Rockets book excerpt: Rudy Tomjanovich and moving on from The Punch


By Jonathan Feigen, Houston Rockets Beat Reporter

Oct 17, 2018

In a Dec. 9, 1977 game, Lakers forward Kermit Washington (right) threw the punch that altered Rudy Tomjanovich's career and changed both their lives.

Editor's note: The following is an excerpt from Houston Chronicle staff writer Jonathan Feigen's upcoming book "100 Things Rockets Fans Should Know & Do Before They Die." The book will be released Oct. 23. For more information or to order a copy please click here.


Kermit Washington reached his hand—that right hand, the hand that changed everything—toward Rudy Tomjanovich. This time, Tomjanovich smiled, happy to see it.

Nearly 25 years after Washington turned and landed the punch that nearly killed Tomjanovich, changed both their lives, and forever altered the way the sport looked at the sort of on-court violence that had once been viewed as inevitable, Tomjanovich and Washington came together in Oakland to move on in the one, final way they had not.

For Tomjanovich, this was part of his mindset, gained through years of self-examination. Washington, then 50 years old, was still something of an NBA pariah and nervous, unsure how he would be viewed by the man he so badly injured all those years before.

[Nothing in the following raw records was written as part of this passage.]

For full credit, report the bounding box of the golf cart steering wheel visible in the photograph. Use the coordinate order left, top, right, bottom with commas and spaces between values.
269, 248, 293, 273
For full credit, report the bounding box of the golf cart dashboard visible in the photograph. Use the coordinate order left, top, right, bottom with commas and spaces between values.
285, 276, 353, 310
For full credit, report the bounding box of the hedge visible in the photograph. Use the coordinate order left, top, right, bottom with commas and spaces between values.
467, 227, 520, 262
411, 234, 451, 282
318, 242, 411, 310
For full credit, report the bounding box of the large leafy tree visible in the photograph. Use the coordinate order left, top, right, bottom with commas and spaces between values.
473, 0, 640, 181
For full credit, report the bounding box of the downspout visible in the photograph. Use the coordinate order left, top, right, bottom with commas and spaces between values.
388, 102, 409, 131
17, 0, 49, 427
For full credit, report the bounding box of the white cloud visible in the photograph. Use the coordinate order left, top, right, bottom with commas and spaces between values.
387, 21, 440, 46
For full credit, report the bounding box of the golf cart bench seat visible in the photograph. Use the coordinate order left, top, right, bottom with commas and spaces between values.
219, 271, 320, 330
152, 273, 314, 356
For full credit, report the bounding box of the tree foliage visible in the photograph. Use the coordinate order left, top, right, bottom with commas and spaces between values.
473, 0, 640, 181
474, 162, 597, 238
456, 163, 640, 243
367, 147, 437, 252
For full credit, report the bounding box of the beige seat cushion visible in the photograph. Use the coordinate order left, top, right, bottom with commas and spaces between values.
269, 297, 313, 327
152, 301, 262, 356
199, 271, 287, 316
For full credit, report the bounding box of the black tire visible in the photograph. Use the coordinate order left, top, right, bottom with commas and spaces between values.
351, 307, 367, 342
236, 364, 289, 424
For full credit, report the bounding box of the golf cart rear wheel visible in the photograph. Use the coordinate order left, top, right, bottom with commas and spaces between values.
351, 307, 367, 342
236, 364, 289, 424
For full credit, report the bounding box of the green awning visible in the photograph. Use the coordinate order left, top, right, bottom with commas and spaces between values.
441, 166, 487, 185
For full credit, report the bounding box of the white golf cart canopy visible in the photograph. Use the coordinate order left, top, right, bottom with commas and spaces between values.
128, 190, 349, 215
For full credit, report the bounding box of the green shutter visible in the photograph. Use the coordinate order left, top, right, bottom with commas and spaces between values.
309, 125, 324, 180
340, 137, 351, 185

Then they shook hands, clapped backs, and moved on. They joked that day about the way the game has changed, even mentioning the way teams in their time all had players labeled “enforcers” as if unaware of the irony of their sharing that conversation. Perhaps at last that no longer mattered to them. They had left that horrible night behind them.

“When something like that happens in a person’s life, there has to be healing — physical healing and emotional healing,” Tomjanovich said the day he and Washington finally met in 2002 outside the Golden State Warriors practice facility. “The physical heals. Nature and medicine take care of that. I have nothing to do with that. The emotional healing has everything to do with me.”